Nothing, you think. Except that these prices are based on that fixed Rs 32
exchange rate assumption. It wasn't the only strange assumption that was
made. Try just two more. One: that the prices of oil, liquefied natural gas
and naphtha, all to be used in the plant, will not change at all over the
20 years. Two: that the US will experience no inflation in those 20 years.

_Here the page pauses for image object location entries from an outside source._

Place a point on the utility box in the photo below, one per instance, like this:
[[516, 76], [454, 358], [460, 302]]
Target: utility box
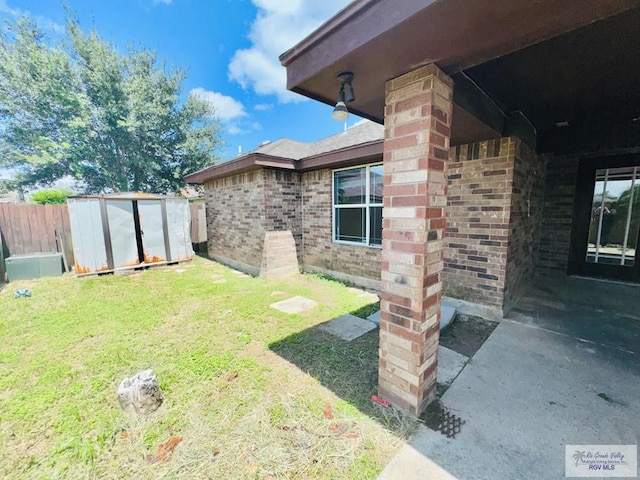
[[33, 265], [128, 230]]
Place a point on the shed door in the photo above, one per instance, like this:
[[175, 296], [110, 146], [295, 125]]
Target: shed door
[[152, 230], [122, 232]]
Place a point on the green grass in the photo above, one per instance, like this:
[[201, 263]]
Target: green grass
[[66, 348]]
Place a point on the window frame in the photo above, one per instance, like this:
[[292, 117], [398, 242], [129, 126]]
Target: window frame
[[366, 206]]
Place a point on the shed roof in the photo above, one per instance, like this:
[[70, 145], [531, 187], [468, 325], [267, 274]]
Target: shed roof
[[359, 143]]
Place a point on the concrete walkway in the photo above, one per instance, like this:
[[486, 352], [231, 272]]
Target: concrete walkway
[[527, 393]]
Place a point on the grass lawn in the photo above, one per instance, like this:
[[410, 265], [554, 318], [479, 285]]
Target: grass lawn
[[250, 392]]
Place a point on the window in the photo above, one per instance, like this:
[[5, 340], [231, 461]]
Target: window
[[357, 205]]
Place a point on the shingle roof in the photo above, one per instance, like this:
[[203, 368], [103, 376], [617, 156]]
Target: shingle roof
[[366, 137], [364, 132]]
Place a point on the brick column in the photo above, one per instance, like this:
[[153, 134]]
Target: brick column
[[417, 130]]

Why were all these assumptions made? That's simple: to convince a sceptical
public that power from DPC will be cheap. Nothing could be further from the
truth.
Prayas, an independent research organization in Pune, made a few more
realistic assumptions, such as: the rupee will lose value against the
dollar as it has been doing for years; there will be inflation in the US as
there has been for years; the prices of oil, LNG and naphtha will increase
as they have done for years. With these assumptions, Prayas's estimates of
the actual price of DPC power range from a "conservative" Rs 3.32 per kwh
in 2000 to a "more likely" Rs 19.99 per kwh in 2019.
This is what electricity consumers in Maharashtra will pay for power from
Enron. Nearly twice what they pay now to begin with; steep increases lie
ahead.
If that pill is not quite bitter enough, consider this angle on it. Because
DPC will use naphtha and imported natural gas to generate power, it will be
the state's priciest supplier of electricity. Given that, DPC should have
been what's called a "peaking" power station. It should be a power source
for MSEB to tap when the demand is the highest, as during daytime hours on
weekdays. To ensure uninterrupted power to its customers at those times,
MSEB would need power from every available source, even the most expensive
ones. When demand falls, as at night and on weekends, MSEB should rely on the
cheaper suppliers -- the "baseload" stations.

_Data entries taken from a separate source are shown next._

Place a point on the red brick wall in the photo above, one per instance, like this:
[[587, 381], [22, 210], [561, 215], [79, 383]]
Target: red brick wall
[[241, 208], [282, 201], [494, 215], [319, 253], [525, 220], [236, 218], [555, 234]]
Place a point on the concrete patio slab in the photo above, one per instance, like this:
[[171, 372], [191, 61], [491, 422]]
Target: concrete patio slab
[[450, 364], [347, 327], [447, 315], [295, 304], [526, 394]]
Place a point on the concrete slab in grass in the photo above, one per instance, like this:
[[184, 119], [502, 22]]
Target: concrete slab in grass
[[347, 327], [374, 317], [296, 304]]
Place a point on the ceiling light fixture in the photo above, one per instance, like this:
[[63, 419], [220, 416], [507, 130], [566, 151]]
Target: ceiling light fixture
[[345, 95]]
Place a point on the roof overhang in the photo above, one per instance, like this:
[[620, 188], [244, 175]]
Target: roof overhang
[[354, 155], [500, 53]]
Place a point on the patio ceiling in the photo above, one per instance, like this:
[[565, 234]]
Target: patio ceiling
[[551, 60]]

But DPC, despite being pricey, will be a baseload station. MSEB has
contracted to paying DPC for just the availability of power, even if it is
not used. This means MSEB will use power from DPC in preference to other,
cheaper suppliers.
End result: MSEB power costs more. We pay.
There are two reasons Enron and the government have got away with this
bizarre deal. One is that most of it has been kept extremely secret. The
only thing that has been made public is the report of the renegotiating
committee, set up by the Sena-BJP government to renegotiate the original
deal that Sharad Pawar's Congress government struck with Enron. The second
reason is that even the parts that have been made public are complex and
difficult to follow. Both Enron and the government are confident that this,
along with the obsessive secrecy, is all the protection they need against
uncomfortable questions.
The Sena-BJP alliance ran for election in 1995 in Maharashtra on various
eye-catching promises, one of which I examined here a few weeks ago.
Another, voiced particularly and repeatedly by the BJP's Gopinath Munde,
was that Enron would be "thrown into the Arabian Sea." That was not quite
what happened when Munde and his pals came to power. The alliance simply
signed a new deal with Enron. Instead of Enron, all the objections the
parties had raised during the election, including allegations of vast
corruption, vanished into the Arabian Sea.
Why did this happen? There was the infamous "education" Enron says it had
to disburse to Indian politicians to move the deal along: 20 million
greenbacks worth. In the February 24, 1997, issue of Business Week, Enron
CEO Rebecca Mark hints at this: "[T]hink of the massive bureaucracy we had
to move. How do you move a bureaucracy that has done things one way its
entire collective life? You have to be pushy and aggressive."
Will we ever know, considering the amounts involved, exactly how well Enron
educated the great men of Maharashtra?
There are innumerable problems with the Enron project: from the brutal
treatment of people in Guhagar taluka protesting the plant's presence, to
displacement issues not addressed, to the environmental costs. There are
questions about why we need such a project at all, given the huge power
savings that efficiency measures alone can bring. There's the total lack of
transparency, the signs of enormous corruption.
But in the end, there is one simple, illuminating way to look at Enron. Its
power will cost far, far more than MSEB's customers have paid till now.
Why should they pay? Except that they have no choice?